We must remember that there was no intellectual breakthrough required for the development of human intelligence, it was just more of the same evolution. The core pattern of evolution is extremely simple: take an organism, generate random variants from it, see which ones do the best, and then create new variants from the good ones. This is perhaps the most basic scheme you could think of that might actually work. Evolution has produced amazing results in spite of its simplicity and inefficiency (random variations!) because it generalizes well to many environments and scales extremely well to millions of generations. These are exactly the strengths of gradient descent.
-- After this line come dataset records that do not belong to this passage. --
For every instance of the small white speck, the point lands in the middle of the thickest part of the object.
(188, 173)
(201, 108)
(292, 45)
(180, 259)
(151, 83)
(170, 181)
In fact, gradient descent follows the same structure as evolution, except that at each iteration we don’t generate random variations, but instead make an educated guess about what a fruitful variation would be based on available gradient information. This improves learning efficiency tremendously; imagine being able to say: “this Neanderthal died because he stepped into a fire, let’s add some fire-avoidance to the next one” instead of waiting for this trait to be generated randomly. Speaking of brute force and amount of training, it would take 355 years to train GPT-3 on a single GPU. This strikes me as quite fast relative to evolutionary time scales.
3. Machines lack capabilities fundamental to the human experience: in particular feeling pleasure, pain, and an internal drive toward a goal.
Indeed, if you turn a computer off in the middle of a computation, there is no evidence of suffering. And if the computer successfully writes a blog post of human quality, it feels no joy in the human sense. My claim is that these sensations are not core aspects of intelligence. In fact, pleasure and pain are very primitive developments that even cockroaches can claim. The most impressively human accomplishments (harnessing vast external energy sources, breaking out of bare subsistence, landing on the moon, etc.) were made in spite of the fact that we are messy bags of emotion that unpredictably feel anger, jealousy, despondence or elation. These emotional responses were selected for because they were useful as proximate goalposts orienting us toward reproduction—basically, to overcome forgetfulness in the pursuit of long-term goals. If in the future we can simply direct a computer to write a captivating novel without needing to program in lots of visceral intermediate stimuli to keep it on track, so much the better.